The Vigilant
- Editor: Bona Malual Madut Ring
- Founded: March 23, 1965
- Ceased publication: May 1969
- Political alignment: Southern Front
- Language: English language
- Headquarters: Khartoum
- OCLC number: 27375336

= The Vigilant =

The Vigilant was an English-language newspaper published from Khartoum, Sudan. The first issue was published on March 23, 1965. It was an organ of the Southern Front. It functioned as a relatively well-written informative newsletter, and became the mouthpiece of the Southern movement in general and the Southern Front in particular. Effectively it was the sole press outlet for Southern opinions.

Bona Malual Madut Ring (the general secretary of the Southern Front) was the editor of The Vigilant.

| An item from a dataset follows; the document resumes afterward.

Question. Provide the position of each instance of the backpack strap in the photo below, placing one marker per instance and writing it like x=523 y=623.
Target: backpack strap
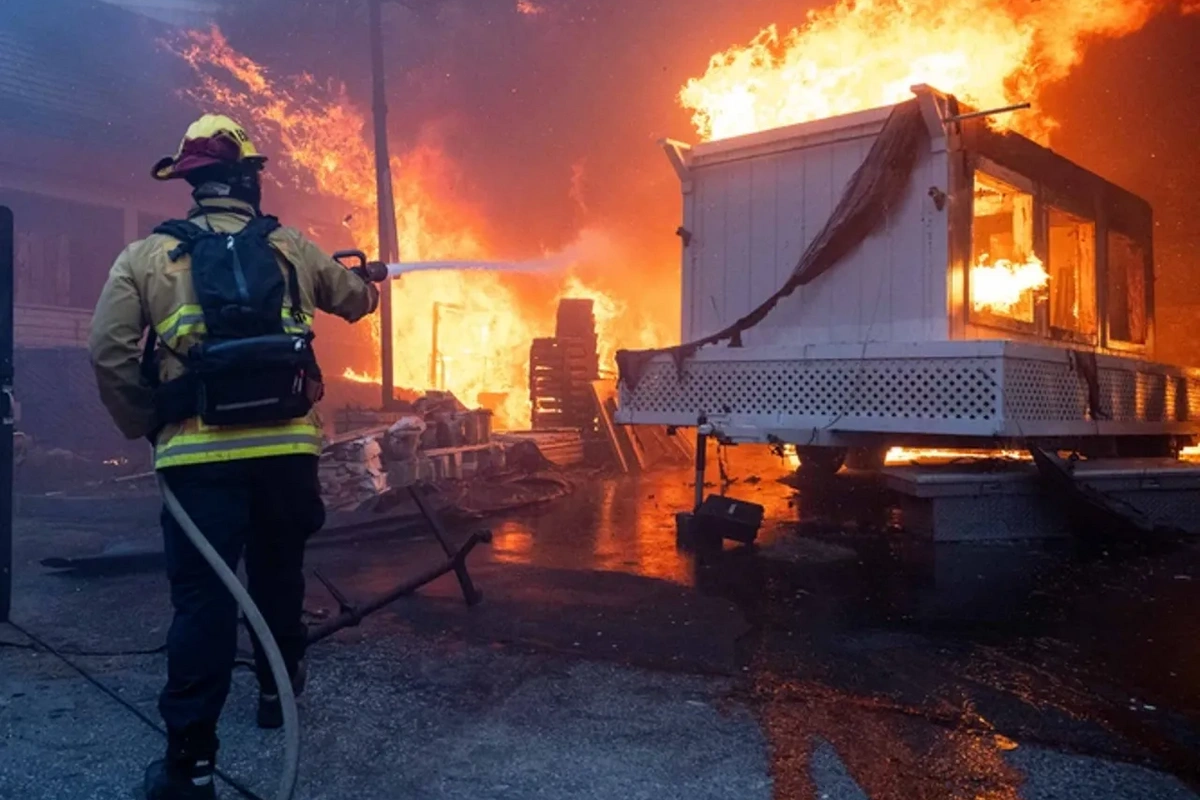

Darurs Beshar was the registered proprietor of the publication.

Publication of The Vigilant was interrupted between July 1965 and January 1966. The suspension was issued on July 15, 1965, following the publishing of articles about the recent massacres in Juba and Wau. The Vigilant had held the government responsible for what it called 'barbaric and brutal killing'. The newspaper claimed that there had been 1,400 casualties and 76 killed (out of whom 49 victims would have been Southern Sudanese government employees, killed in Wau on Mau 8–9). Furthermore, the publication argued that the incidents was "not accident but part and parcel of a plan to depopulate the south". Copies of the newspaper commenting on the massacres were seized. Darurs Beshar and Bona Malual were arrested and tried in court. They were eventually acquitted of any criminal acts.

The publishing frequency of The Vigilant varied. For some periods it was issued daily. Between November 1967 and April 1968 it appeared on a weekly basis.

The Vigilant was closed down in May 1969.